No baseball player who ever lived thought more of himself than Babe Ruth, but he never pulled this stuff.
But these individual demonstrations by the self-promoting athlete, loathsome as those might be, didn’t really come into play in the pig-pile at the plate that produced Morales’s injury. While some columnists have gone to great lengths to equate the behaviours, it strikes me that when entire team empties out of the dugout to congratulate a batter or a pitcher today, they’re not styling so much as doing exactly what their coaches back in Little League and in High School encouraged them to do.
If multi-million dollar major leaguers want to act like they’re kids having fun again, who are we to criticise them for it.
On the other hand, a natural by-product of these team-oriented demonstrations is that it inevitably encourages audience participation. And if there’s one thing today’s sport needs even less than show-off athletes, it’s show-off spectators.
When the Yankees’ Don Larsen pitched the only perfect game in World Series history more than half a century ago the celebration did not merit the participation of most of his team-mates, much less any spectators. If memory serves, after the final out, Larsen and catcher Yogi Berra met halfway between the pitchers mound and home plate, Yogi jumped into the pitcher’s arms and, wrapping his legs around the pitcher’s waist in the manner of a pet chimpanzee, held the pose while a few back-slapping team-mates filed by. But fans remained in their seats.

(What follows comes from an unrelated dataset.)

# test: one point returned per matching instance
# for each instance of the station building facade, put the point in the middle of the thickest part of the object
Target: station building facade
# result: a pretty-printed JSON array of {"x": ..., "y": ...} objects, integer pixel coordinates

Almost as long as Americans have played football fans have been known to celebrate a significant victory by tearing down the goal-posts. The practice, which had its origins in the college game, was more readily accomplished when goal-posts were still constructed of whitewashed wood; by the time it spread to the NFL, technology had intervened. The modern-day goal-post, made of steel or cast iron and rooted in cement, discouraged the practice somewhat, as did the increasing presence of armed constables ringing the end zones.
After the 1985 season finale against the Miami Dolphins, exuberant partisans of the New England Patriots swarmed onto the field in such profusion that the gendarmes were put to flight.
Wrenching a goal-post from its moorings in the north end zone, the delirious mob proceeded to carry it right out of Foxboro Stadium, parading their cumbersome trophy as if it had been Goliath’s head on a pike. They had progressed a few hundred yards down Route One toward Boston or, more probably, the nearest pub, when the goal-post made contact with an overhead power line, producing a shower of sparks and sending several literally shocked celebrants to a nearby hospital with electrical burns.